А очнулся, лежа в неловкой позе на спине, и стал смотреть на испещренную бороздками луну, висевшую в ночном небе между крышами. Что-то пошло не так: ведь я рассчитывал, что Франческа будет рядом. Попытка сосредоточиться не удалась: все предметы перемещались и плыли в фантастическом хороводе. Мысли ускользали прежде, чем я успевал за них ухватиться.
Меня окутали запахи еврейского квартала — я ощутил вкус поджаристых пресных лепешек, сметаны и горьких трав. Наскочил на дверь, ударился липом, отлетел в сторону. Сполз на ступени крыльца и долго не мог сообразить, как там оказался. Услышал что-то из-за деревянной двери, поднял глаза и не мог оторвать взгляда от вырезанной на притолоке надписи на иврите. Меня ранил каждый звук, каждый запах, все, к чему прикасался, и я понимал: что-то не так. Франчески не было в моих объятиях. Где же она?
Ночь промелькнула словно раздробленное отражение в разбитом зеркале: бесполезные поиски Франчески в изломах кирпичной стены, усиленные до боли звуки и запахи, смеющийся надо мной лик Луны, растущее ощущение неудачи и бесконечные провалы в черные глубины пропасти.

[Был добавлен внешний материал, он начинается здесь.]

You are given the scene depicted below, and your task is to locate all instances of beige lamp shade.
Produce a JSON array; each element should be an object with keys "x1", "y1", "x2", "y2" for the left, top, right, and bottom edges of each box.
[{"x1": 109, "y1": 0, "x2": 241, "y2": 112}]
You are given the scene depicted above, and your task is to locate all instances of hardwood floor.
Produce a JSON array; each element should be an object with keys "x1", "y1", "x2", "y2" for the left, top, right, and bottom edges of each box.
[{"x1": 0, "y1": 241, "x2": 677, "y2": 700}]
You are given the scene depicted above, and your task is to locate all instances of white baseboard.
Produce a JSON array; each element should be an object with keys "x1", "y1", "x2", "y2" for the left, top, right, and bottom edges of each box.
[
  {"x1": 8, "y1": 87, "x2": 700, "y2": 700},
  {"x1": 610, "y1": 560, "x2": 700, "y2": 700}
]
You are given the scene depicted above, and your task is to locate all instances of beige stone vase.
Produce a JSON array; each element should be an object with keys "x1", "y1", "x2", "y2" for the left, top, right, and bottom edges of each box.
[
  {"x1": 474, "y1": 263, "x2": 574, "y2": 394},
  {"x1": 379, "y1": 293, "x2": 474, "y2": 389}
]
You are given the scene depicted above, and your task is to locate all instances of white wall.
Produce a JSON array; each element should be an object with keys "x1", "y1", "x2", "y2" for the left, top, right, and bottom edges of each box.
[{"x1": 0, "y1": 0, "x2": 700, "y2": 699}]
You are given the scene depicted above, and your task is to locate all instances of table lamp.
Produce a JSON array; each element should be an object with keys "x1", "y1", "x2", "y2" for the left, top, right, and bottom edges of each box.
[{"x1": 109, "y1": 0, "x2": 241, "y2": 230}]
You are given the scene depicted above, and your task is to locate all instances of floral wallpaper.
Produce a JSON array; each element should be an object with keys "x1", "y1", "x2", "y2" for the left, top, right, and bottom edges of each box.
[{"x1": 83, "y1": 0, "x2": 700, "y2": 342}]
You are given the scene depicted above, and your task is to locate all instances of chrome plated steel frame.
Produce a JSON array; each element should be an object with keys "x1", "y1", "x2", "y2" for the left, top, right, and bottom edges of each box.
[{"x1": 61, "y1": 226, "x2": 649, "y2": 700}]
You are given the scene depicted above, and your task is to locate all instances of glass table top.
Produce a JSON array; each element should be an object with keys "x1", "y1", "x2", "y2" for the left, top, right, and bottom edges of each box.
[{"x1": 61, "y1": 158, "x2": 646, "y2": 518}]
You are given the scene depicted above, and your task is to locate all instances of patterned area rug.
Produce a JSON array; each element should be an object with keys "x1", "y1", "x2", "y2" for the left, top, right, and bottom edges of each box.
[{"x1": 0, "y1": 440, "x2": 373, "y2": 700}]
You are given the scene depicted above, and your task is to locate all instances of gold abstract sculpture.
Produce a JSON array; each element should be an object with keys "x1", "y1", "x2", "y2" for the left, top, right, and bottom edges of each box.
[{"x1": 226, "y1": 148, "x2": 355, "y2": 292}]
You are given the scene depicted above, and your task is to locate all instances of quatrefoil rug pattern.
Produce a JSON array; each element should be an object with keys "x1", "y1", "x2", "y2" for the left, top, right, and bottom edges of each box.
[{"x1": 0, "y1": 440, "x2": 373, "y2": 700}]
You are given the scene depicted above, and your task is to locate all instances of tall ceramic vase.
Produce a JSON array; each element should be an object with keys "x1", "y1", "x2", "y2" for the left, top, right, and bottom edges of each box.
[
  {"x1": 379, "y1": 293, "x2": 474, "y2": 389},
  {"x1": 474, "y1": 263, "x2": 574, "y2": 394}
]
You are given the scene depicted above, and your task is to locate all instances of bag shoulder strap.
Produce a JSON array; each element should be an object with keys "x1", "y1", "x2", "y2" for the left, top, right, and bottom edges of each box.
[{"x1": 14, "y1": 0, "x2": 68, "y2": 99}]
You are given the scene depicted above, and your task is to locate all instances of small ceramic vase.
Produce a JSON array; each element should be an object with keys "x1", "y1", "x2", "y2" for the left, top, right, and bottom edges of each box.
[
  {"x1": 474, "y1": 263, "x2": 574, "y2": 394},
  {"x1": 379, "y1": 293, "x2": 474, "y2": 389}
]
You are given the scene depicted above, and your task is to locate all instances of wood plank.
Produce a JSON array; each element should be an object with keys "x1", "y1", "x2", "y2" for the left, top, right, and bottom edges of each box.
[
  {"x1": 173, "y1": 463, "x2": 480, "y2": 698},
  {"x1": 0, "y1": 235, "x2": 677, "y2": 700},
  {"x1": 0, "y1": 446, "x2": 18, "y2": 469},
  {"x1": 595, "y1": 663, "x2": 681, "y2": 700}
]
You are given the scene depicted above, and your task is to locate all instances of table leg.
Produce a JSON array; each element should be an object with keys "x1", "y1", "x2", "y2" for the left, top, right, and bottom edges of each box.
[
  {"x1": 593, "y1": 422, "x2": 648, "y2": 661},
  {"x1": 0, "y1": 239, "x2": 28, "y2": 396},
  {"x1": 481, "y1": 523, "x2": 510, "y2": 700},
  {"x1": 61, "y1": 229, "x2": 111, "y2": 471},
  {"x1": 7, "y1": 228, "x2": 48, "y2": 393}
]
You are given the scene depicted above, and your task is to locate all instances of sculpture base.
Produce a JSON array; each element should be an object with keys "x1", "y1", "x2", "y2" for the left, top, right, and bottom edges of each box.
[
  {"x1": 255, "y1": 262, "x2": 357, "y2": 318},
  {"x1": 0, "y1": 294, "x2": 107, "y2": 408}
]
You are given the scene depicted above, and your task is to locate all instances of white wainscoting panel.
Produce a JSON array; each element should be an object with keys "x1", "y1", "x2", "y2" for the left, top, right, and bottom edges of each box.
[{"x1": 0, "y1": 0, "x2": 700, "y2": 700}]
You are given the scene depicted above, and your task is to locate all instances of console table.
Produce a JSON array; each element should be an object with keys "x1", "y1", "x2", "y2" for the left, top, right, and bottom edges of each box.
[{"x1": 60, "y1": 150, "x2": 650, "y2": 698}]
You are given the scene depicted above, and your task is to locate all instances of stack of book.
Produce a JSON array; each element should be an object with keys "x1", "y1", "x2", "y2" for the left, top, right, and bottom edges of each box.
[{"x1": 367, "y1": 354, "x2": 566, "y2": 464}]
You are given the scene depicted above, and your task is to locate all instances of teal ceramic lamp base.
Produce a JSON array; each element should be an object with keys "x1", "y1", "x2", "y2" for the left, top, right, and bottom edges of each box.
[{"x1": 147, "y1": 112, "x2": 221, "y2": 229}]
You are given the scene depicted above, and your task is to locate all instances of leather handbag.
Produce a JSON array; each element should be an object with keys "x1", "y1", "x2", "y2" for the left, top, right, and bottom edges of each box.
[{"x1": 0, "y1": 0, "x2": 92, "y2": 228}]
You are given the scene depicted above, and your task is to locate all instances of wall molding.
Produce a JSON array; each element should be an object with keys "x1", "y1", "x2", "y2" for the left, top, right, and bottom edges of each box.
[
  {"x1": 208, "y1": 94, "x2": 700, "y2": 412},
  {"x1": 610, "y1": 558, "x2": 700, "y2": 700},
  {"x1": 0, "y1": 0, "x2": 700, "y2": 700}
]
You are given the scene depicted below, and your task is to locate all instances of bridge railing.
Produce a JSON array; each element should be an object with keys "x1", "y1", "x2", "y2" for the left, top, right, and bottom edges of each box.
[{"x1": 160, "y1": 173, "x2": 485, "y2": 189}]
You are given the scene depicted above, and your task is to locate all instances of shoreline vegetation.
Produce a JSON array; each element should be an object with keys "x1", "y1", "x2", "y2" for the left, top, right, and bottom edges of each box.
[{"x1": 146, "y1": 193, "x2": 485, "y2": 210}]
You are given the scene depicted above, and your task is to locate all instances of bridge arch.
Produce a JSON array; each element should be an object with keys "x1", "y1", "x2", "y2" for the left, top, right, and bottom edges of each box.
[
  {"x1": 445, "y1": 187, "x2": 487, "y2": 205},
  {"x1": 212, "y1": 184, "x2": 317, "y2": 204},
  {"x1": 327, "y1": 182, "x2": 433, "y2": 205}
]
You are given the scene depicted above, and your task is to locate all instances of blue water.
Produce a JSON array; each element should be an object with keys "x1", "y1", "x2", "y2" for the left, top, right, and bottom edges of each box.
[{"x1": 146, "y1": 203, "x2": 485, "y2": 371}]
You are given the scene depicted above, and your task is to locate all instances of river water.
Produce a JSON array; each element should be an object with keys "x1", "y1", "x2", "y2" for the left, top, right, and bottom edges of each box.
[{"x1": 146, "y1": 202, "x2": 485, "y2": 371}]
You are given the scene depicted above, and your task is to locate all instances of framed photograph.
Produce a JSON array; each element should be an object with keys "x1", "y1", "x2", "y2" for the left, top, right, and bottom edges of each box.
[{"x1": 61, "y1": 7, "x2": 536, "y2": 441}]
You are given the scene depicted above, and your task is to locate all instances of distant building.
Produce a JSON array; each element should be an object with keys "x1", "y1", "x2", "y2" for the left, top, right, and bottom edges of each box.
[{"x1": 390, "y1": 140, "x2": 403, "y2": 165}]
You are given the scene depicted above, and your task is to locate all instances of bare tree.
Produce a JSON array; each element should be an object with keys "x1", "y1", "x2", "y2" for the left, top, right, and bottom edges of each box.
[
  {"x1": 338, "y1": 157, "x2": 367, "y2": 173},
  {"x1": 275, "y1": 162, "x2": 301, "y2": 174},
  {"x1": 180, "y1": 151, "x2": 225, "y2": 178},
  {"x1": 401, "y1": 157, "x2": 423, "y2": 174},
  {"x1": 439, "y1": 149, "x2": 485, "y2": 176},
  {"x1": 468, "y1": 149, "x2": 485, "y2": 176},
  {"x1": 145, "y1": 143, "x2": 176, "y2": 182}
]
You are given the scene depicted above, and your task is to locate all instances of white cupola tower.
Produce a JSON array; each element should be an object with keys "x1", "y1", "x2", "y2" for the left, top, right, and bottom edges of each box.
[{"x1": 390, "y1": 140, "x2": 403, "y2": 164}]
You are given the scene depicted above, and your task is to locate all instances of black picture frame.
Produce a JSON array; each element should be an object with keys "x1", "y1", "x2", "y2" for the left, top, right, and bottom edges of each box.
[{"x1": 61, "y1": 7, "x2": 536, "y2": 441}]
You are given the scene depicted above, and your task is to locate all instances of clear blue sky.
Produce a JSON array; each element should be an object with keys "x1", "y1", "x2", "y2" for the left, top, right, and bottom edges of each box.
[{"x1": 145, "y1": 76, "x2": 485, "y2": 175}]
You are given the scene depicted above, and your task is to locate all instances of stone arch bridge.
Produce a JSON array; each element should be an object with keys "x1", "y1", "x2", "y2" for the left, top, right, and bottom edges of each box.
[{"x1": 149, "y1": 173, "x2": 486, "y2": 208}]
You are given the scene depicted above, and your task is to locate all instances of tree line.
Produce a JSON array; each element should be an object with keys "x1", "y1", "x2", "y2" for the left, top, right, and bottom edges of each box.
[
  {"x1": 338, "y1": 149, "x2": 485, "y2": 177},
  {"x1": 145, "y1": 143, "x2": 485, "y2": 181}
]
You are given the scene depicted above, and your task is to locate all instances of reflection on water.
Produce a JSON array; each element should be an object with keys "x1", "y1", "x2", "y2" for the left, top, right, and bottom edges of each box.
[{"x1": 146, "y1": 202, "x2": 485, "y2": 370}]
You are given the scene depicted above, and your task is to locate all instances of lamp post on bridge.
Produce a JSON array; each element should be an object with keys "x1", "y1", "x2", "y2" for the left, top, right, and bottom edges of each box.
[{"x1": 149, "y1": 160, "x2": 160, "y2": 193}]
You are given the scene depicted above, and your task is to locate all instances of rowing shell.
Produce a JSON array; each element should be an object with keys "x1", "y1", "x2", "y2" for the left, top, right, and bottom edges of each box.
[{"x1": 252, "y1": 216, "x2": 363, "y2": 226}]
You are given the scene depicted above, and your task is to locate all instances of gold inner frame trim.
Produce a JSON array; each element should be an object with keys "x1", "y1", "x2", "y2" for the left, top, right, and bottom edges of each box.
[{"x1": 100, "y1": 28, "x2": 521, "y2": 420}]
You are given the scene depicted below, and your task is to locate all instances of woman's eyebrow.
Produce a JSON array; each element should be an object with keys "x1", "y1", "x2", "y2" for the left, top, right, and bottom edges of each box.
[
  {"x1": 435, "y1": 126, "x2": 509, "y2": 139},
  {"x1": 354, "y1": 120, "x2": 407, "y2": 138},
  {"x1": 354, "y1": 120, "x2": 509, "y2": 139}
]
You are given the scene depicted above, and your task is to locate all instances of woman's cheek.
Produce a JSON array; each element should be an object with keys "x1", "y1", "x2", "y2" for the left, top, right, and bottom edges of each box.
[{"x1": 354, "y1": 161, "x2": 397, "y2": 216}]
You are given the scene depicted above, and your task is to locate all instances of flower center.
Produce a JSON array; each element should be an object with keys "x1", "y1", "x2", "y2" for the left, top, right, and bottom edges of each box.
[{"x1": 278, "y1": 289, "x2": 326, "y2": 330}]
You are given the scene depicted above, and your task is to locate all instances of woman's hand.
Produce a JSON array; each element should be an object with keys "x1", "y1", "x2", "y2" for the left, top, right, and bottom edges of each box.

Когда все кончилось, я очнулся на площади — лежал выгнувшись, раскинув руки и ноги и смотрел на силуэты крыш на фоне едва светлеющего неба. Нащупал полупустую флягу на мостовой, подобрал и отправился искать Франческу. И все время спотыкался, как пьяница, который прихватил бутылку со вчерашнего вечера и несет ее за горлышко домой.
Франческа свернулась клубочком на чьей-то лестнице и, еще не совсем проснувшись, дрожала от сырости. На ее коричневом одеянии остались белые известковые следы — видимо, отслоившаяся от камня штукатурка, которую она сбила, наткнувшись на стену. Шелковистые светлые волосы рассыпались по лбу и закрыли глаза, но когда я попытался убрать их, то обнаружил, что они приклеились к щеке засохшей слюной.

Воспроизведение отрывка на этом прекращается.